「ザ・ゴールドマン」

金を発生させしウィリアム・スミスは「ヰリアム・ザ・ゴールドマン」という別名で呼ばれるようになった。ウィリアム・スミスというのはあまりにもありふれていたからだ。あるとき街に金(きん)が降ってきた。実際には金ではなく黄色い有機物だった。この現象は当初まったく原因不明とされたが、二十五年の調査で山のほうからきているとわかった。さらに五年で山の植物が分解されて黄色有機物になっているとわかった。さらに十年で山の植物の変化は砂漠から巻き上げられて漂ってきた何かによるとわかった。そしてさらに一年で、ついには、「彼」が砂漠に捨てた粗大ゴミや生ゴミが本当の原因だとわかった。彼は賞味期限の切れた缶入り飲料や古雑誌などと一緒に、生ゴミ分解ナノマシン入りゴミ箱などを徹底的にハンマーで壊してから一軒屋の裏の砂の中に遺棄していた。
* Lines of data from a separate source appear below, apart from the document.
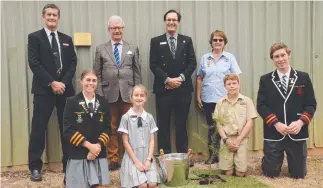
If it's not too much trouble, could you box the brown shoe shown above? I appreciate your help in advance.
[109,162,120,171]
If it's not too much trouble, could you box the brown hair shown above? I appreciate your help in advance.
[81,69,98,80]
[209,30,228,48]
[223,73,240,85]
[269,42,291,59]
[42,4,61,17]
[130,84,148,99]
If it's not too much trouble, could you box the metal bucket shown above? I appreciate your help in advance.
[157,153,189,187]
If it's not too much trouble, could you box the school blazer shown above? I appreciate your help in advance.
[257,68,316,141]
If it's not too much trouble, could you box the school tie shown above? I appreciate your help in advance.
[114,43,120,68]
[282,75,287,95]
[88,102,94,113]
[138,117,142,127]
[50,32,62,78]
[169,37,176,59]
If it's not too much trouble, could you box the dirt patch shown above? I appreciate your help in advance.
[1,156,323,188]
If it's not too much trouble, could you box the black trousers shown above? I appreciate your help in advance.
[261,135,307,178]
[28,95,68,173]
[156,92,192,153]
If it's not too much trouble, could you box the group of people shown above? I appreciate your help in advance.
[28,4,316,188]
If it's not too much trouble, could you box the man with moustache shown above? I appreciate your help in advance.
[93,15,141,170]
[28,4,77,181]
[257,43,316,178]
[150,10,196,160]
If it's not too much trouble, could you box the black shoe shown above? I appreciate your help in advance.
[30,170,42,181]
[109,162,119,170]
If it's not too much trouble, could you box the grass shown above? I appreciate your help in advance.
[159,169,272,188]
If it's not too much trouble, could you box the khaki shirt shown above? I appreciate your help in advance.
[213,94,257,136]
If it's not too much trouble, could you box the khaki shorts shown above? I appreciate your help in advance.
[219,136,248,172]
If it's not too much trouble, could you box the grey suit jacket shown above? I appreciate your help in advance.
[93,40,141,103]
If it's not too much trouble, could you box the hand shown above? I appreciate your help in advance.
[274,122,288,136]
[166,78,182,89]
[196,97,203,110]
[145,160,151,171]
[50,81,65,94]
[88,144,101,157]
[226,138,239,152]
[86,151,96,161]
[287,120,304,135]
[135,161,146,172]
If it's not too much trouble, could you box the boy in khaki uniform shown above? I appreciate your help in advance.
[213,73,257,177]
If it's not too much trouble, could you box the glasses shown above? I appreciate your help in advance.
[166,19,178,22]
[110,27,124,31]
[212,39,224,42]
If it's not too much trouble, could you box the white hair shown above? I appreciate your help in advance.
[108,15,125,28]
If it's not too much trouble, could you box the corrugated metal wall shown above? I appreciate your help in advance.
[1,1,323,166]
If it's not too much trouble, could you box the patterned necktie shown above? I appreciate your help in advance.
[114,43,120,68]
[169,37,176,59]
[138,117,142,127]
[282,75,287,95]
[88,102,94,113]
[50,32,62,78]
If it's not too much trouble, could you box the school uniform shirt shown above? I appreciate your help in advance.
[213,94,257,136]
[118,108,161,188]
[257,68,317,141]
[63,92,110,159]
[197,51,241,103]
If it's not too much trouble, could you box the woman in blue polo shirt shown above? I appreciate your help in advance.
[196,30,241,164]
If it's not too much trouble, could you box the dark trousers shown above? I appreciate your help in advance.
[261,135,307,178]
[156,92,192,153]
[28,95,68,173]
[202,101,220,152]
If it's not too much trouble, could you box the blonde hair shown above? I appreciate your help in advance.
[223,73,240,85]
[130,84,148,99]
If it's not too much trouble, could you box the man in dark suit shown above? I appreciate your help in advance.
[150,10,196,156]
[28,4,77,181]
[257,43,316,178]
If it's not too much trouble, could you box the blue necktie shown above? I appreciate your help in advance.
[114,43,120,68]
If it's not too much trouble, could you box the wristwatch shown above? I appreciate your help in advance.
[146,157,153,163]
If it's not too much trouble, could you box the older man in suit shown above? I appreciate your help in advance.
[28,4,77,181]
[150,10,196,157]
[94,16,141,170]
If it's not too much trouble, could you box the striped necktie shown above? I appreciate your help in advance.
[169,37,176,59]
[282,75,287,95]
[113,43,120,68]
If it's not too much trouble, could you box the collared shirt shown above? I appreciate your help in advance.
[213,94,257,136]
[277,67,292,83]
[166,33,178,50]
[44,27,63,70]
[197,51,241,103]
[111,39,123,58]
[82,92,95,117]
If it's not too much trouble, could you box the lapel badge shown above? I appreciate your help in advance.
[75,112,84,123]
[99,112,104,123]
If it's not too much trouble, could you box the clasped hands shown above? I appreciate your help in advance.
[50,81,65,95]
[87,143,101,161]
[274,120,304,136]
[166,77,183,89]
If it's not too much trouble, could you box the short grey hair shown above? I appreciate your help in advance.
[108,15,125,28]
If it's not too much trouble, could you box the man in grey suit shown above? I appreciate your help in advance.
[94,16,141,170]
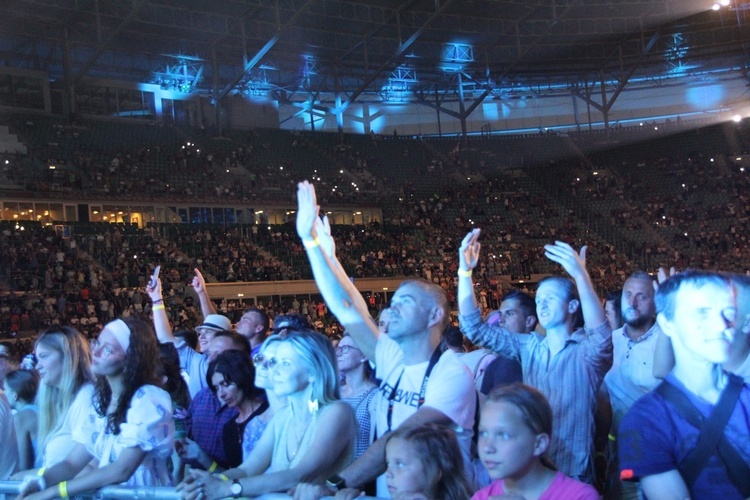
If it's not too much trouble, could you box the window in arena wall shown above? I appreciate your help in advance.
[18,203,36,220]
[49,203,64,222]
[3,201,18,220]
[89,205,104,222]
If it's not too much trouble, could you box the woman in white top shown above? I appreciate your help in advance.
[20,317,174,500]
[13,326,94,479]
[177,330,357,499]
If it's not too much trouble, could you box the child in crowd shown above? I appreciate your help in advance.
[385,424,471,500]
[472,384,599,500]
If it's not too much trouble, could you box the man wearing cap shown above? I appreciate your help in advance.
[190,268,270,357]
[146,278,232,398]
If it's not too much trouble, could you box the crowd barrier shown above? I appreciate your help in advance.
[0,481,348,500]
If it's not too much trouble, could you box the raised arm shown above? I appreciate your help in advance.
[146,278,177,344]
[544,241,607,328]
[190,267,216,318]
[458,229,528,358]
[297,181,378,359]
[458,229,482,314]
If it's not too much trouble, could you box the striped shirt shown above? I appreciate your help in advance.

通常ならば、かようなゴミ箱は厳重に法律でさだめられた廃棄法に従わなくてはならなかった。分解ナノマシンはある条件下、とくに長期間砂漠のような環境にあると増殖するという。彼は「発覚」したときすでに死んでいて、砂漠の砂嵐にさらされる彼の小さな家の中で、金のかたまりといった感じのその死体を残していた。
※メモ:この話の面白いところは、冷蔵庫がオゾン層を破壊していたという話にかけてあるところである。